= Franz Gruber (tenor) =

German operatic tenor

Franz Gruber was a German operatic tenor who had an active career in his native country and in Austria during the first half of the 20th century.

==Professional career==
Born in Munich, Gruber initially trained as an actor before making his opera debut in his native city in 1900. From 1901 to 1902, he worked at the Thalia-Theater in Saarbrücken. By that time, he had already begun studies as a singer, partly with his father. In 1902, he made his debut in the Stadttheater Regensburg and already in 1903, he was offered a position at the Staatstheater am Gärtnerplatz in Munich, where he achieved success primarily as an operetta singer.

Gruber continued his singing studies, and in 1915 he was engaged at the National Theatre Munich, where he made his debut as Manrico in Verdi's Il Trovatore. On 28 March 1916, he sang in the double-bill world premiere performances of Korngold's Violanta (in the role of Alfonso) and Der Ring des Polykrates (in the role of Florian). Further roles in this theater included Hoffmann in Offenbach's The Tales of Hoffmann, Don José in |Bizet's Carmen and Pedro in Albert's Tiefland. In 1918, he sang in the world premiere performance of Paul Graener's opera Theofano.

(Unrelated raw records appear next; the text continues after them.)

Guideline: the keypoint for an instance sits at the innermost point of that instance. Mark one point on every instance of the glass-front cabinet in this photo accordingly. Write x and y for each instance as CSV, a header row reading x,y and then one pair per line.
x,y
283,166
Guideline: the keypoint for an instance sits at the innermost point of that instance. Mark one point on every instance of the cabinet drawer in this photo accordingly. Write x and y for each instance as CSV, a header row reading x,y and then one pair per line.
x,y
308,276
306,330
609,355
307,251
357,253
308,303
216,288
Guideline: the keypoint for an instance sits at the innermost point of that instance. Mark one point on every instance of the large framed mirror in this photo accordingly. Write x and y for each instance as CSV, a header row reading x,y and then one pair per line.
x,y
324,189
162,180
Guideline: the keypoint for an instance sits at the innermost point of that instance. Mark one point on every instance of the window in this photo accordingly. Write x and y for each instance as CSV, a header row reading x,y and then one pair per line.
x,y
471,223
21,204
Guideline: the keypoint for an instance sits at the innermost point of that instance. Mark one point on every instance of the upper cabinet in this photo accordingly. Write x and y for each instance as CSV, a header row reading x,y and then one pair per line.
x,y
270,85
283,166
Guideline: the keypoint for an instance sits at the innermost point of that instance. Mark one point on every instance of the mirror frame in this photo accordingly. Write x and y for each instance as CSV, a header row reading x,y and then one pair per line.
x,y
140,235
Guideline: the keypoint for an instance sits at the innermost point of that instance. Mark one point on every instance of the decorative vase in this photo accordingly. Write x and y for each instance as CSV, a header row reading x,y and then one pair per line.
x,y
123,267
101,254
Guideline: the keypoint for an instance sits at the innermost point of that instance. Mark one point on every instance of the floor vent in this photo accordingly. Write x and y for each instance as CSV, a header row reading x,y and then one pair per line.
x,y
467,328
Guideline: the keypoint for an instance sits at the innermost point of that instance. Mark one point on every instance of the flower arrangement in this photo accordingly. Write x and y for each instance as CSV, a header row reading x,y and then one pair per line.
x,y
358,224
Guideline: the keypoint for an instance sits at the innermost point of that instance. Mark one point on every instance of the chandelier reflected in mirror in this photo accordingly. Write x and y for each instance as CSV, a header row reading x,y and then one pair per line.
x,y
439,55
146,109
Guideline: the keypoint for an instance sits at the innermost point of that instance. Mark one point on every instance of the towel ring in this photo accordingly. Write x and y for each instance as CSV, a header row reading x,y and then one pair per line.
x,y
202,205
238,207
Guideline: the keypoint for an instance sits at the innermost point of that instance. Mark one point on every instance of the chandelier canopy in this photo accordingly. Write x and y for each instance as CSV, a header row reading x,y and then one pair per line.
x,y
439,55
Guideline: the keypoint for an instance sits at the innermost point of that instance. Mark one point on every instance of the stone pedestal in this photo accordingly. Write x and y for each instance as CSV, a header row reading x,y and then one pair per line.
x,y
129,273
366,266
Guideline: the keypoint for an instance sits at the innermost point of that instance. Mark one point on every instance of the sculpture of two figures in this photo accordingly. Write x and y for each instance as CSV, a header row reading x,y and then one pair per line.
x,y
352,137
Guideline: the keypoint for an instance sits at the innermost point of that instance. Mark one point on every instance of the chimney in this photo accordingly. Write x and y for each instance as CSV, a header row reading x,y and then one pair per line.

In 1921, Gruber moved to the Landestheater Dessau, where he started singing Heldentenor roles like Lohengrin, Siegmund, Siegfried, and also the Emperor in Strauss' Die Frau ohne Schatten. From 1924 to 1926, he worked at the Staatsoper Hannover, and he finished his professional career at the Stadttheater in Nuremberg, where he was active from 1926 till 1932. During this period, he also made guest appearances at the Vienna State Opera and at several major German opera houses.